Fifth Circuit sides with commercial fishermen in Gulf red-snapper case

By Sam Knef | Feb 12, 2017

NEW ORLEANS — In a dispute pitting recreational anglers against commercial fishermen in the management of red snapper in Gulf waters, the U.S. Court of Appeals for the 5th Circuit has sided with the interests of the Charter Fisherman's Association.

The Coastal Conservation Association and other private fishermen sued the U.S. Department of Commerce, National Oceanic and Atmospheric Administration, National Marine Fisheries and others in federal court in New Orleans in April 2015 challenging a rule that regulates the recreational sector of Gulf of Mexico red snapper.

Known as Amendment 40 to the Reef Fishery Management Plan, the rule adopted earlier in 2015 calls for “increased flexibility in future management of the recreational sector in order to reduce the likelihood of recreational-quota overruns, which could negatively impact the rebuilding of the red-snapper stock,” the opinion stated.

The 5th Circuit filed its opinion Jan. 17 and published a revised order Jan. 26.

Circuit Judge James Dennis wrote the opinion, with Chief Judge Carl Stewart and Judge Jerry Smith concurring.

Dennis wrote that the panel found Amendment 40 was "consistent with its organic statute and was properly devised and implemented."

The plaintiffs had argued that a congressional act of 1976 known as the Magnuson-Stevens Act prohibits the Gulf Council — one of eight Regional Fishery Management Councils that prepares fishery management plans — from regulating charter fishing separately from other recreational fishermen. It also argued that the Gulf Council and the National Marine Fishery Service — which operates under the Department of Commerce — failed to adequately “assess, specify, and analyze” the likely economic and social effects of Amendment 40.

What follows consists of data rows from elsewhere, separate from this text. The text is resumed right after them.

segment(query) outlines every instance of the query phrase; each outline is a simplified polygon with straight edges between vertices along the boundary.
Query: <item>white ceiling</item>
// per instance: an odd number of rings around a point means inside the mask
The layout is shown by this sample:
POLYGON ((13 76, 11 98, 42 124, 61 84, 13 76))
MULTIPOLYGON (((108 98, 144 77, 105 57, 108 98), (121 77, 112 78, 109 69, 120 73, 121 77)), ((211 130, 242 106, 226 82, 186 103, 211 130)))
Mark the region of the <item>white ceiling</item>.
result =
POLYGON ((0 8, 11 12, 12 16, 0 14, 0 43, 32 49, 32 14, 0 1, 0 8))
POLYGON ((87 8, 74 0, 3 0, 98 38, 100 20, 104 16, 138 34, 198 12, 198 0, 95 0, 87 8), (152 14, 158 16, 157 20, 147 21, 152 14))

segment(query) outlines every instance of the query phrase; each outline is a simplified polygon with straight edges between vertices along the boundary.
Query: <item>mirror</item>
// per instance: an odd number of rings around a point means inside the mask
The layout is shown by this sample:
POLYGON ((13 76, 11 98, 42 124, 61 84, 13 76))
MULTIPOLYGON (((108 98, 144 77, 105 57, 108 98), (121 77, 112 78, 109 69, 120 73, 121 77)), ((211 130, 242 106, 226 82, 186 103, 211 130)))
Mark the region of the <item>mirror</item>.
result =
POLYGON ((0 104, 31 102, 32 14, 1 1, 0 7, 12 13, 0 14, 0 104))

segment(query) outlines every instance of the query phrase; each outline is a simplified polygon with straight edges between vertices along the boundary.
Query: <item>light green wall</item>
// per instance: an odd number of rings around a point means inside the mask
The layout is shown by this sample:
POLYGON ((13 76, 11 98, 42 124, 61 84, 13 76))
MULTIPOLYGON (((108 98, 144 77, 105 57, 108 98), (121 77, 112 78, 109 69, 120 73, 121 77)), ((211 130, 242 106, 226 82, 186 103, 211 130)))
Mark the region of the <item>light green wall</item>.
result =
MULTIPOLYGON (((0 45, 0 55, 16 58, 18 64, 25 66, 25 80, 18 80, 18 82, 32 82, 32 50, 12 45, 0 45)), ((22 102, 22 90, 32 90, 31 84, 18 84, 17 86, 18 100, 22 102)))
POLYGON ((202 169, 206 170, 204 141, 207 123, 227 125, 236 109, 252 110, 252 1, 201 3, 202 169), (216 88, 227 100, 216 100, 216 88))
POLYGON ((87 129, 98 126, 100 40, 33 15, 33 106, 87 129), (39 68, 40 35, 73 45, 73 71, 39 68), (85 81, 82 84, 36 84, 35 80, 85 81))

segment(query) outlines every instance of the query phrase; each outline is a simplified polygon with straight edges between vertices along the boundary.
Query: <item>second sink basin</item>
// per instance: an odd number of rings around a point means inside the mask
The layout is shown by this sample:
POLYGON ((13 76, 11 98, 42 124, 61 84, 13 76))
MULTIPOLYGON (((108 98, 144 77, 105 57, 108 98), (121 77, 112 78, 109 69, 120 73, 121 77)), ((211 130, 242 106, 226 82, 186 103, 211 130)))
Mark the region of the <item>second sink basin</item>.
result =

A third argument claimed that the selection of data ranges used to calculate quota allocations was arbitrary and capricious.

"The record demonstrates that the Secretary (Department of Commerce) considered the relevant factors and provided a rational justification for her decision to include older data in making its allocations," Dennis wrote. "As a result, we find the CCA has failed to carry its burden to show that this decision was arbitrary and capricious."

When Amendment 40 was being proposed, Commerce Secretary Penny Pritzker "described how the privileged position of private anglers — in particular, the access to state waters during state seasons and the lack of a limit on private vessels targeting red snapper — had adversely affected the charter industry, explaining that ‘[b]y establishing separate sectors, National Marine Fishery Service intends to stabilize the Federal for-hire component’s participation in the sector,’” the opinion stated.

Dennis wrote that Amendment 40 does not create a separate quota for charter fishing, but rather "it subdivides the recreational sector into private and charter components."

He found that social-effects analysis conducted by Gulf Council did not offer quantitative predictions on the effects the amendment could have on the fishing community. But, he wrote, the Council used the best available data to reasonably "assess, specify and analyze" the likely economic and social effects of Amendment 40.

"We therefore conclude that the 'basic obligation to assess the impacts of, and alternatives to, the adopted plan as a whole was achieved,'" he wrote.